Bortenat 3.5 — Bortezomib 3.5 mg (1 Vial)

Bortenat is manufactured in the form of a lyophilizate for preparation of a solution for injection, containing a strictly calibrated dose of components:

• Active Compound: Bortezomib — 3.5 mg in each vial.
• Excipients: Mannitol (acts as a stabilizing agent and bulking agent to form a porous lyophilized cake).
• Appearance: A sterile lyophilized powder or mass of white color, contained in a clear glass vial tightly sealed with a rubber stopper and a protective aluminum flip-off cap, packed in a cardboard box.

Pharmacodynamics: Bortezomib is a modified boric acid.
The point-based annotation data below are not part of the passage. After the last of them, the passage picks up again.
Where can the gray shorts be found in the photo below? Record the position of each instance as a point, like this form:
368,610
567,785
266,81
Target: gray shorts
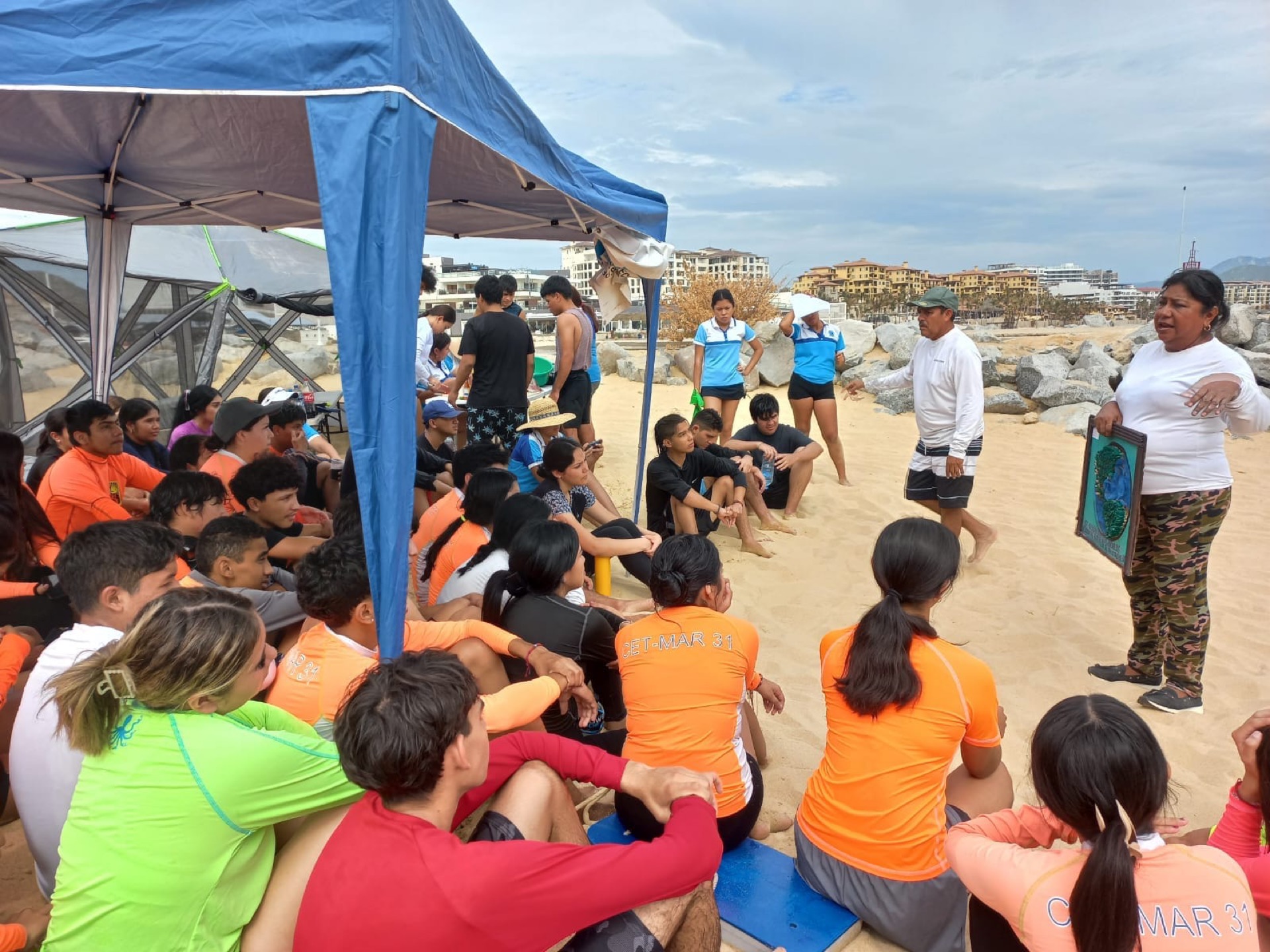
921,917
The molecule reversibly inhibits the chymotrypsin-like activity of the 26S proteasome in mammalian cells, causing inhibition of proteolysis, accumulation of regulatory proteins, and subsequent activation of the caspase cascade, leading to the death of myeloma cells.

Pharmacokinetics: Following intravenous or subcutaneous administration, the drug rapidly distributes into body tissues. Peak concentrations after subcutaneous administration are reached in approximately 30 minutes. It is metabolized primarily in the liver by cytochrome P450 isoenzymes (CYP3A4, CYP2C19, CYP1A2). The elimination half-life with multiple dosing ranges from 40 to 193 hours.

Bortenat 3.5 mg is used strictly as prescribed by a specialized professional (oncohematologist or oncologist) for the therapy of the following conditions:

• 🔹 Multiple Myeloma: Treatment of patients who have not previously received therapy (as part of a combination regimen) or patients with relapsed/refractory disease course after at least one prior line of treatment.
• 🔹 Mantle Cell Lymphoma (MCL): Therapy of patients with previously untreated disease (in combination with standard chemotherapy regimens), as well as upon disease progression during preceding therapy.

Dose calculation and administration of the medication are carried out by medical personnel in a hospital setting. Alteration of treatment regimens without an oncologist is strictly prohibited:

• Recommended Dosage: The standard single dose is calculated individually and is 1.3 milligrams per square meter (1.3 mg/m2) of the patient's body surface area.
• Method of Administration: The solution is administered either as an intravenous bolus (over 3–5 seconds) or subcutaneously (into the thigh or abdomen). Intrathecal administration of the drug is completely excluded.
• Administration Schedule: In a standard 21-day cycle, the drug is administered twice weekly for two weeks (days 1, 4, 8, and 11), followed by a mandatory 10-day rest period (days 12–21). At least 72 hours must elapse between consecutive doses.
• Reconstitution of Solution: The powder is dissolved in sterile 0.9% sodium chloride solution: for intravenous use, add 3.5 ml of solvent (concentration 1 mg/ml); for subcutaneous use, add 1.4 ml of solvent (concentration 2.5 mg/ml).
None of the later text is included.